For a different sort of experience, try a “Medea” dropped into 19th-century Meiji-era Japan.
Directed by Satoshi Miyagi, the explosive, multi-media production of the Euripides play -- part Greek tragedy, part kabuki, with a bit of bunraku puppetry added to the mix -- explores ever-relevant themes of misogyny and violence.
Presented by the celebrated Shizuoka Performing Arts Center at Japan Society, 333 East 47th St. Information: +1-212-715-1258; http://www.japansociety.org.
The full red lips are made of rubies and the teeth are small round pearls. The brooch by Salvador Dali is on view at the Museum of Arts and Design, along with a silver chastity belt necklace by Louise Bourgeois and a Jeff Koons rabbit pendant.

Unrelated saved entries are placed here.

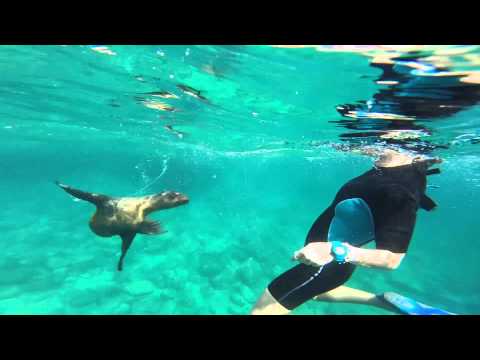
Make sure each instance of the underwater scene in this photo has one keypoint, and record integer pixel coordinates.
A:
(233, 152)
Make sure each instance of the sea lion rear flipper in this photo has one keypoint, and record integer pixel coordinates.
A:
(433, 171)
(127, 240)
(150, 227)
(426, 203)
(96, 199)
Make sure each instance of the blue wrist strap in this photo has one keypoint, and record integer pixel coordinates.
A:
(339, 251)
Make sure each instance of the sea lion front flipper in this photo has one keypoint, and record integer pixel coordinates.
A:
(426, 203)
(96, 199)
(150, 227)
(433, 171)
(127, 239)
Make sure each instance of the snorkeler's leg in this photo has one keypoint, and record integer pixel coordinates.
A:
(300, 284)
(268, 305)
(354, 296)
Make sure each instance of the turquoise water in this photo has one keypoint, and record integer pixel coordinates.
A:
(257, 159)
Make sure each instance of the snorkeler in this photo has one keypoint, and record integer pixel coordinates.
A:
(379, 206)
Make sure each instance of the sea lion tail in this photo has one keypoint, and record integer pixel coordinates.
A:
(96, 199)
(127, 240)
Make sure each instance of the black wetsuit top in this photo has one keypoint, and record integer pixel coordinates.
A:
(394, 195)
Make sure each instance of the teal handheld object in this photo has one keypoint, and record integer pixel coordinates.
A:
(353, 223)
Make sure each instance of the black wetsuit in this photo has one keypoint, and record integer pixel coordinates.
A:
(394, 195)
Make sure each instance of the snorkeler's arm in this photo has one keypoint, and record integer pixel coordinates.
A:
(378, 258)
(319, 254)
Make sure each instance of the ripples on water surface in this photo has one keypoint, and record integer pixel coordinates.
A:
(259, 137)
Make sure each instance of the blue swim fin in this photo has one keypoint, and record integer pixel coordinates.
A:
(411, 307)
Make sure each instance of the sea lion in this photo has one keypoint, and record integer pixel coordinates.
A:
(126, 216)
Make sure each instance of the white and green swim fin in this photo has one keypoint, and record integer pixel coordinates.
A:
(409, 306)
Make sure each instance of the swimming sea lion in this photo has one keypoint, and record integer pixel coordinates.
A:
(126, 216)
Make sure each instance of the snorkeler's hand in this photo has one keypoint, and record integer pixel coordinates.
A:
(314, 254)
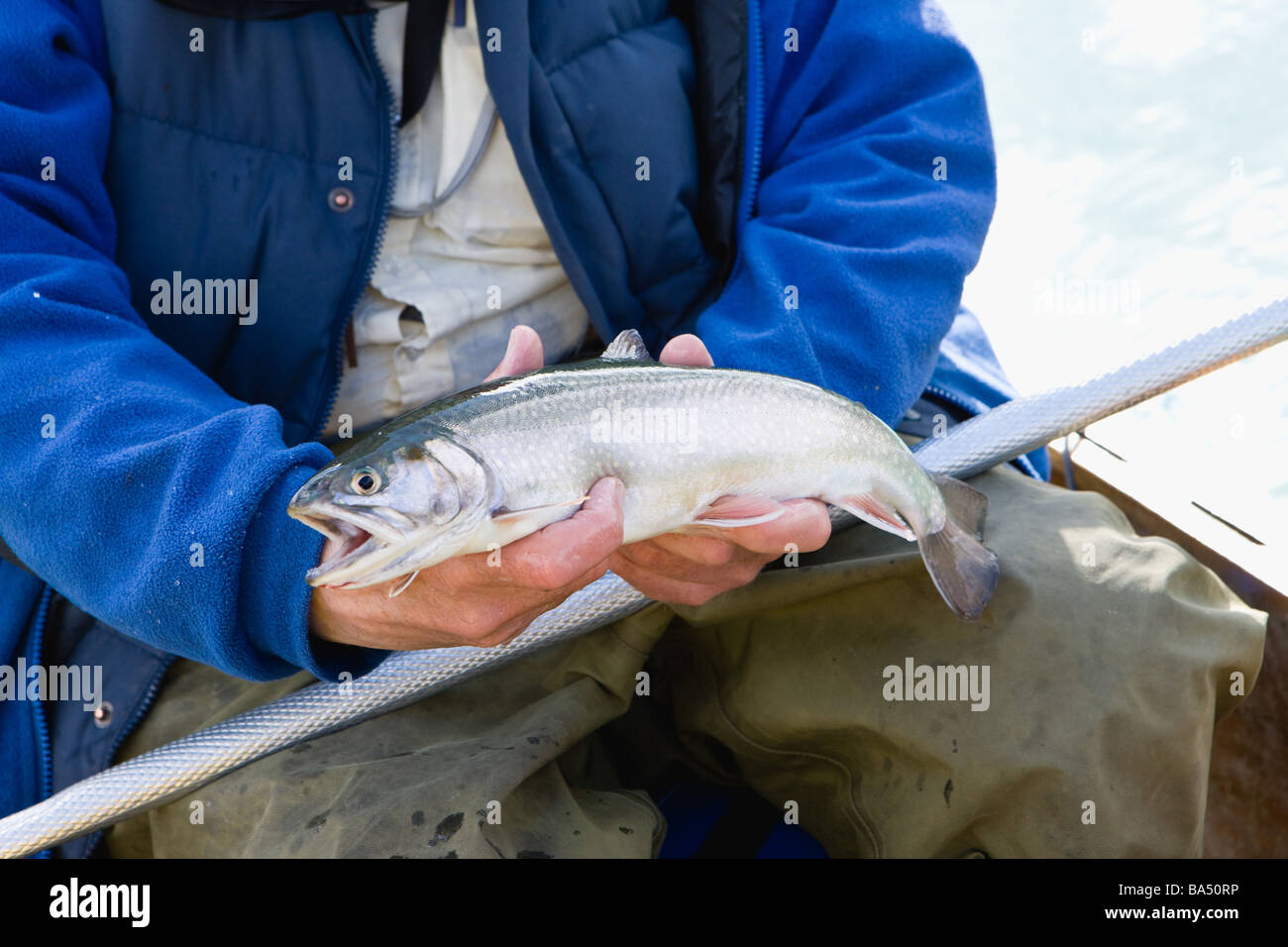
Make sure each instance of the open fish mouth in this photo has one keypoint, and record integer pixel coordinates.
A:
(362, 538)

In all, the show contains more than 180 baubles.
Then grab a bite at Robert, the 9th floor restaurant with its great views of Central Park.
Savor a Bloody Mary and the lobster risotto with coral butter, along with the mellow jazz trio.

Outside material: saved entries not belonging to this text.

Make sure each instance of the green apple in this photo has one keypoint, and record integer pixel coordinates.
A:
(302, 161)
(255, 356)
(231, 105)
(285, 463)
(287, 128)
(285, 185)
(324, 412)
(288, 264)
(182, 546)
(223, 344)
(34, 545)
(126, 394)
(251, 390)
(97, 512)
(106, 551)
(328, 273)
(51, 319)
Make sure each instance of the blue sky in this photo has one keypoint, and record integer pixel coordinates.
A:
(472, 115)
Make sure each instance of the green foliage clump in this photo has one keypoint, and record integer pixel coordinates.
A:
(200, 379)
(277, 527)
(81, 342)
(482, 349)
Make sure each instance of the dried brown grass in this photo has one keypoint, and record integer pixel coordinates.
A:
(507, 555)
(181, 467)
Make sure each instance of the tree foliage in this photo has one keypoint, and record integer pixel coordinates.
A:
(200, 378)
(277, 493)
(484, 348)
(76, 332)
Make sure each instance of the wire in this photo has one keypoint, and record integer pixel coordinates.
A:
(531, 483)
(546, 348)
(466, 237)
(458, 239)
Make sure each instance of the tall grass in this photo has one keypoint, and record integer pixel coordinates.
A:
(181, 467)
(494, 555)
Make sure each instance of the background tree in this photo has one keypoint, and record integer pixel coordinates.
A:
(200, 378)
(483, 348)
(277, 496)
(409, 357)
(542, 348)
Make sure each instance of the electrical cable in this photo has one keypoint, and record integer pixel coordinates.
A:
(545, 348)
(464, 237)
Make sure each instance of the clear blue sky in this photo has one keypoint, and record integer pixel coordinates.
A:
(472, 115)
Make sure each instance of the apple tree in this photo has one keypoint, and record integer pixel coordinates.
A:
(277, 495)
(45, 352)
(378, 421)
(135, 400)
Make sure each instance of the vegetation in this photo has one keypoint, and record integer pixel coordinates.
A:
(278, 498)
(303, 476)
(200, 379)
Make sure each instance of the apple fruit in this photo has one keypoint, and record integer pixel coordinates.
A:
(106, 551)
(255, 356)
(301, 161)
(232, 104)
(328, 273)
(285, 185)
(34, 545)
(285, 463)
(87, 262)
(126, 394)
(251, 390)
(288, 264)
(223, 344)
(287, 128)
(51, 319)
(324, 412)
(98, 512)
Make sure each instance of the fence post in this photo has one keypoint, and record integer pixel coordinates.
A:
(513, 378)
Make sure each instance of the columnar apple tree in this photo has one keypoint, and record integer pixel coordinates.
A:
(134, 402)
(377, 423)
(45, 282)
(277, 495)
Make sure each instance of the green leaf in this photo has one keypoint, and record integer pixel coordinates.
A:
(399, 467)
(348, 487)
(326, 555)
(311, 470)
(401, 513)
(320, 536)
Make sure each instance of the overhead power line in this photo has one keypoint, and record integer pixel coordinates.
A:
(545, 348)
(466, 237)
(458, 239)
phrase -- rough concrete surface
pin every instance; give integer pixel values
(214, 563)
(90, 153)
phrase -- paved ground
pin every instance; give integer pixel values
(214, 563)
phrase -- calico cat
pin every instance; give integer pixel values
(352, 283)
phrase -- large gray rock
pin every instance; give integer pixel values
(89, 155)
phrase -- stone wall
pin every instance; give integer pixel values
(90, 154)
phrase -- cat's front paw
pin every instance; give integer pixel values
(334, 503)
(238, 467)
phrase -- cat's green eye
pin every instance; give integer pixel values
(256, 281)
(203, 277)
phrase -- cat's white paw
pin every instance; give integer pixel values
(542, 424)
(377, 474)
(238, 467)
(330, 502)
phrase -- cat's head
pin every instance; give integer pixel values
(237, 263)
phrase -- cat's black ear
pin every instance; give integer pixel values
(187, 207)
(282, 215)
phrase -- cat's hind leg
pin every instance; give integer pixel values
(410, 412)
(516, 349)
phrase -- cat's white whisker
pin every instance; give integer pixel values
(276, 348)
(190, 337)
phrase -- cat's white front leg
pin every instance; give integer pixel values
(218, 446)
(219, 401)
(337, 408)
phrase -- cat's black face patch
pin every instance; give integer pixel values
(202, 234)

“Picasso to Koons: The Artist as Jeweler” runs through Jan. 8 at 2 Columbus Circle. Information: +1-212-299-7777; http://collections.madmuseum.org.
Ethan Coen, Elaine May and Woody Allen have come up with “Relatively Speaking,” a triple bill of one-act comedies,
Coen’s contribution is “Talking Cure,” about family craziness, May’s “George is Dead” looks at the funny side of dying, while Allen’s “Honeymoon Motel” casts a comic eye on weddings.
John Turturro directs a stellar cast including Julie Kavner, Steve Guttenberg and Mark Linn-Baker.
In previews at the Brooks Atkinson Theatre for an Oct. 20 opening. 256 W. 47th St. Information: +1-212-719-4099; http://brooksatkinsontheater.com.
At Blue Fin, glide past the decorative school of fish and settle in for a dozen oysters.
At 1567 Broadway, near 47th St. Information: +1-212-918-1400.
Diva Anna Netrebko steps out as the doomed queen in Donizetti’s “Anna Bolena,” as the Metropolitan Opera opens its new season with a Monday night gala.
The production of this melodious songfest is by David McVicar and stars Ekaterina Gubanova as Jane Seymour and Ildar Abdrazakov as Henry VIII.
No ticket? Catch the show on giant screens in Lincoln Plaza (free tickets will be distributed at noon on Sunday) and at Times Square, where it’s first come, first served. Curtain is at 6:30 with Deborah Voigt presiding over festive chatter half an hour earlier.
Lincoln Center. Information: +1-212-362-6000; http://www.metoperafamily.org.
(With assistance from Lili Rosboch and Daniel Billy. Zinta Lundborg is an editor for Muse, the arts and leisure section of Bloomberg News. The opinions expressed are her own.)